Haines dominates course and stage



London Haines (10) is crowned Miss Chester County’s Outstanding Teen by the former Miss Tennessee Outstanding Teen. Haines started competing in pageants after the COVID-19 pandemic as a way to break out of her shell.


London Haines (10) poses with her crown and sash. Earlier this year, Haines won the Miss Chester County’s Outstanding Teen title.
London Haines (10) swings her club at Audubon Park. Haines has only been playing golf on the school team for two years, but has quickly established herself as a key player.

Each day, London Haines (10) bears the weight of her clubs and her crown on top of her academic duties. Haines is often titled the most valuable player (MVP) of the White Station golf team, and was also recently crowned Miss Chester County Outstanding Teen. 

Haines’s journey with golf began in the fourth grade. Her interest sparked after a school visit from First Tee, a nonprofit organization that teaches children golf.

“I had no idea like what golf was about … I tried out [and] they said I was pretty good … so, I was like ‘Okay, I guess I can do this then’ so, that’s how it stuck with me,” Haines said.

Although Haines has only played on the White Station golf team for two years, she has quickly built up her profile. Her high skill level makes her an important player and a fierce competitor. 

“[She] was ranked my number one these last couple of times which means she’s the reason that we have won the [Shelby County Interscholastic Association] Championship as well as … the district,” Jeremy Bateman, golf coach and human geography teacher, said.

Despite coming in first for many of her matches , Haines remains driven to further improve her game and compete against higher skilled golfers.

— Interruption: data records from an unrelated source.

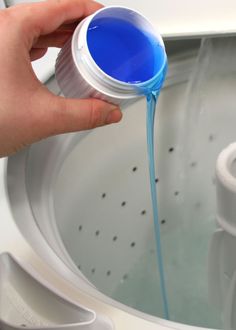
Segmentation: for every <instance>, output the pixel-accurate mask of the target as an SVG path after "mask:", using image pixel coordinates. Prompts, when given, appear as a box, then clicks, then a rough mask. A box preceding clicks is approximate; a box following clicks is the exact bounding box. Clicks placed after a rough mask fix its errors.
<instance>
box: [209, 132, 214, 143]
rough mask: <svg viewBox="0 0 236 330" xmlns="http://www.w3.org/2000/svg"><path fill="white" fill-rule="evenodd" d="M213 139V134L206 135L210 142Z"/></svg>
mask: <svg viewBox="0 0 236 330" xmlns="http://www.w3.org/2000/svg"><path fill="white" fill-rule="evenodd" d="M214 139H215V137H214V135H213V134H210V135H209V137H208V140H209V141H210V142H212V141H213V140H214Z"/></svg>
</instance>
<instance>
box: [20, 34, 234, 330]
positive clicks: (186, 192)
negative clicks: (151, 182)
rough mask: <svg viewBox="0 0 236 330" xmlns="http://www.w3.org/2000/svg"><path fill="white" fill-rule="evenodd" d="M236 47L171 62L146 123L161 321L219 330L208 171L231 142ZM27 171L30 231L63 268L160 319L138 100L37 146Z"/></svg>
mask: <svg viewBox="0 0 236 330" xmlns="http://www.w3.org/2000/svg"><path fill="white" fill-rule="evenodd" d="M233 53H234V54H235V53H236V42H235V39H234V38H232V39H230V38H229V39H219V40H205V41H204V42H203V43H202V45H201V48H200V50H199V52H198V54H197V55H196V53H191V52H190V53H188V52H187V53H182V54H180V55H179V56H177V57H173V59H170V68H169V73H168V78H167V82H166V86H165V88H164V89H163V91H162V93H161V96H160V99H159V104H158V110H157V115H156V128H155V134H156V135H155V141H156V145H155V151H156V152H155V156H156V168H157V177H156V185H157V190H158V205H159V221H160V224H161V237H162V247H163V259H164V269H165V277H166V284H167V294H168V301H169V309H170V318H171V320H173V321H178V322H182V323H187V324H192V325H197V326H205V327H212V328H213V327H215V328H219V327H221V313H219V311H218V310H216V308H215V306H214V305H212V304H211V303H210V302H209V299H208V278H207V276H208V275H207V274H208V250H209V243H210V240H211V237H212V235H213V233H214V231H215V229H216V224H215V213H216V202H215V182H214V172H215V170H214V169H215V161H216V158H217V156H218V154H219V152H220V151H221V150H222V149H223V148H224V147H225V146H226V145H227V144H228V143H230V142H233V141H235V140H236V130H235V122H236V111H235V104H236V93H235V90H236V72H235V70H236V69H235V68H236V63H235V62H236V57H235V56H232V54H233ZM25 173H26V184H27V190H28V198H29V201H30V204H31V208H32V210H33V213H34V219H35V221H36V223H37V226H38V228H39V229H40V230H41V232H42V233H43V235H44V237H45V238H46V239H47V241H48V242H49V244H50V245H51V246H52V248H53V249H54V251H56V253H57V254H60V253H61V258H64V259H65V260H67V262H68V265H69V267H72V268H73V271H74V272H77V273H78V274H81V273H82V274H83V275H84V276H85V277H86V278H87V279H88V280H89V281H90V282H91V283H92V284H93V285H95V286H96V287H97V288H98V289H99V290H100V291H102V292H103V293H105V294H106V295H108V296H110V297H112V298H114V299H115V300H118V301H120V302H122V303H124V304H127V305H129V306H131V307H134V308H136V309H138V310H141V311H143V312H146V313H149V314H152V315H156V316H160V317H162V302H161V295H160V287H159V275H158V269H157V264H156V251H155V237H154V229H153V218H152V211H151V199H150V187H149V175H148V164H147V149H146V106H145V100H140V101H139V102H137V103H135V104H133V105H132V106H130V107H129V108H127V109H125V110H124V118H123V120H122V122H121V123H120V124H118V125H113V126H107V127H103V128H99V129H96V130H93V131H91V132H87V133H77V134H71V135H65V136H61V137H54V138H51V139H48V140H46V141H42V142H40V143H38V144H36V145H34V146H33V147H31V148H30V149H29V151H28V153H27V160H26V172H25ZM59 247H60V248H59ZM62 251H63V253H62ZM75 265H76V268H75V267H74V266H75Z"/></svg>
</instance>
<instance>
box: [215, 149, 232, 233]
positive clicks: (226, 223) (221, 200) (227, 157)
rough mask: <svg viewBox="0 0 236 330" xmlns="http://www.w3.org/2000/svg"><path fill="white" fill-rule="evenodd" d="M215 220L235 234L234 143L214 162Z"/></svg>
mask: <svg viewBox="0 0 236 330" xmlns="http://www.w3.org/2000/svg"><path fill="white" fill-rule="evenodd" d="M216 188H217V190H216V191H217V221H218V223H219V225H220V226H221V227H222V228H223V229H224V230H225V231H226V232H228V233H229V234H231V235H233V236H236V143H232V144H230V145H229V146H228V147H227V148H225V149H224V150H223V151H222V152H221V154H220V155H219V157H218V160H217V164H216Z"/></svg>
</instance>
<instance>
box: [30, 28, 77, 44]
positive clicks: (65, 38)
mask: <svg viewBox="0 0 236 330" xmlns="http://www.w3.org/2000/svg"><path fill="white" fill-rule="evenodd" d="M72 34H73V32H65V31H62V32H61V31H56V32H54V33H50V34H47V35H45V36H41V37H39V38H38V40H37V41H36V43H34V45H33V48H47V47H60V48H61V47H63V46H64V44H65V43H66V42H67V41H68V40H69V39H70V38H71V36H72Z"/></svg>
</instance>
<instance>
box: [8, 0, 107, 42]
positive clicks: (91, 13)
mask: <svg viewBox="0 0 236 330" xmlns="http://www.w3.org/2000/svg"><path fill="white" fill-rule="evenodd" d="M101 7H102V5H101V4H98V3H97V2H95V1H90V0H51V1H46V2H39V3H33V4H29V5H24V6H22V7H19V6H18V7H15V8H14V7H12V10H14V9H15V10H16V11H17V14H18V16H17V17H18V18H19V19H21V20H22V23H24V26H25V27H26V30H27V32H28V31H30V32H31V34H32V35H33V37H38V36H39V35H43V34H49V33H51V32H53V31H55V30H56V29H57V28H58V27H59V26H61V25H62V24H63V23H65V22H68V21H70V20H75V19H79V18H83V17H86V16H88V15H90V14H92V13H93V12H95V11H96V10H98V9H100V8H101Z"/></svg>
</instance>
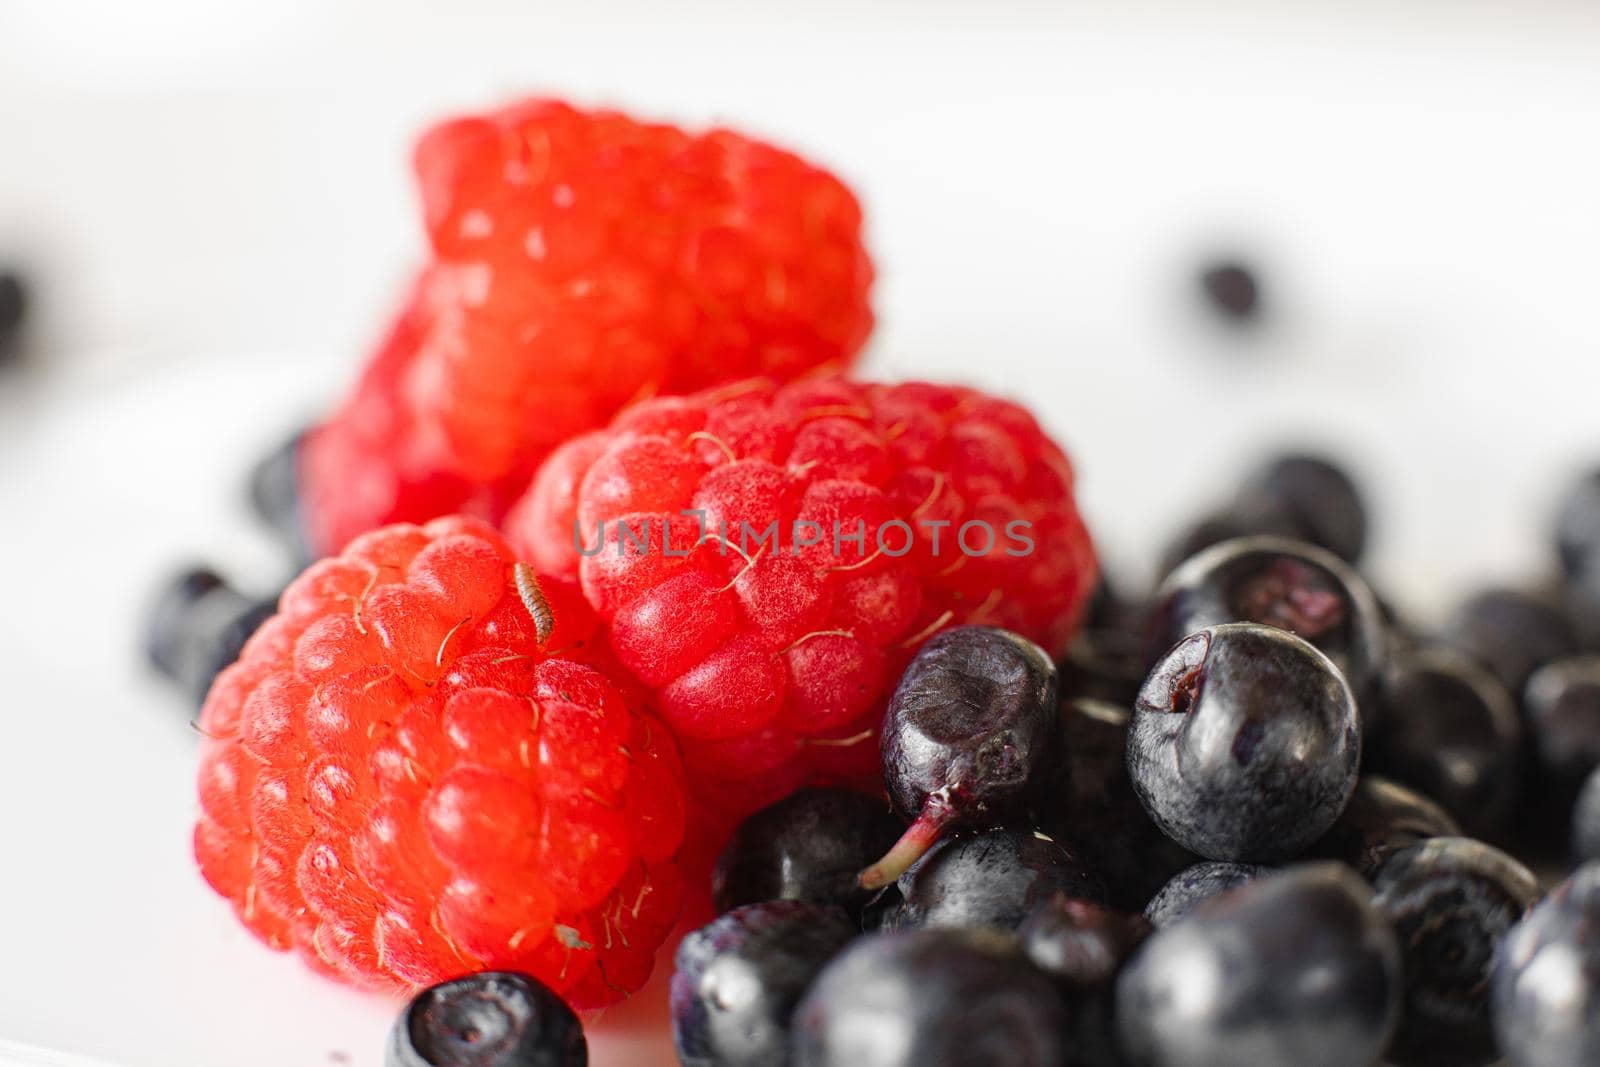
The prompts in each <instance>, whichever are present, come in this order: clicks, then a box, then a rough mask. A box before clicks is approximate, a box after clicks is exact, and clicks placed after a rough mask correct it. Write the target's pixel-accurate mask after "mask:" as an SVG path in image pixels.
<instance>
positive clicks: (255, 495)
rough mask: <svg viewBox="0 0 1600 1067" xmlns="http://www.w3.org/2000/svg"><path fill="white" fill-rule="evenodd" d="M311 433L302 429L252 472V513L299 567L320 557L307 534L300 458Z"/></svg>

“I like playing with others that are … better than me, because it helps me learn more, and it kind of puts me in more of a competition mode,” Haines said.

Haines says that her focus and positivity help motivate her to improve. She claims that to improve in golf, an athlete must compete against themselves first.

“When you start to play against other people, you suck … but when you play against yourself, and you really just pay attention to what you’re doing, I think that’s what improves me and how I play,” Haines said.

In addition to her golf achievements, Haines competed in a pageant for Miss Chester County Outstanding Teen earlier this year. While many people participate in pageants for the money and scholarship opportunities that come along with titles, Haines had a different motivation. 

“After quarantine … I really got social anxiety, and being in front of people [I was like] ‘Oh, I don’t know what I’m going to say,’ but I had to learn how to push myself out of that, because I really wanted to change … I was like ‘Mom, what can I do?’” Haines said.” “And she was like, ‘There’s this pageant thing.’ I was like ‘Sign me up!’”

One difficult part of participating in pageants is the constant performance. The layers of hair, makeup and clothes can make it hard for many contestants to keep track of the real person underneath; however, Haines has found a balance between the two.

“I think one thing about pageantry is that we try to become someone that’s not us, like what we think someone else wants us to be, and I felt myself becoming that,” Haines said. “So, I was like ‘Okay, how do I learn how to be myself in front of people?’”

While the pageant work finished after Haines won the crown, she soon adopted many new responsibilities that came with the title.

“[The title is] really cool, because I get to talk to people and just be a representation of not only the community, but the organization,” Haines said.

Through her pageant title and her work as Commissioner of Welfare on White Station’s Editorial Board, Haines strives to be of service to the broader Memphis community. Her work consists of programs like her Social Impact Initiative of teaching etiquette and soft skills and helping plan White Station’s annual blood drive. 

“I think [my work] represents the things that I want to try to achieve, because … I try to use it as like a stepping stone,” Haines said. “So, I think it represents like building blocks of all the things that I want to do.”

Despite the tough competition in golf tournaments, responsibilities of pageant life and duties as Commissioner of Welfare, Haines keeps her confidence and positivity high.

“If I had to give anyone some advice it would probably be like, ‘Be the eye of the hurricane,’ because … I … do a lot of stuff, and I feel like it can be overwhelming, but when you’re at peace with yourself, it can bring positive light to things,” Haines said.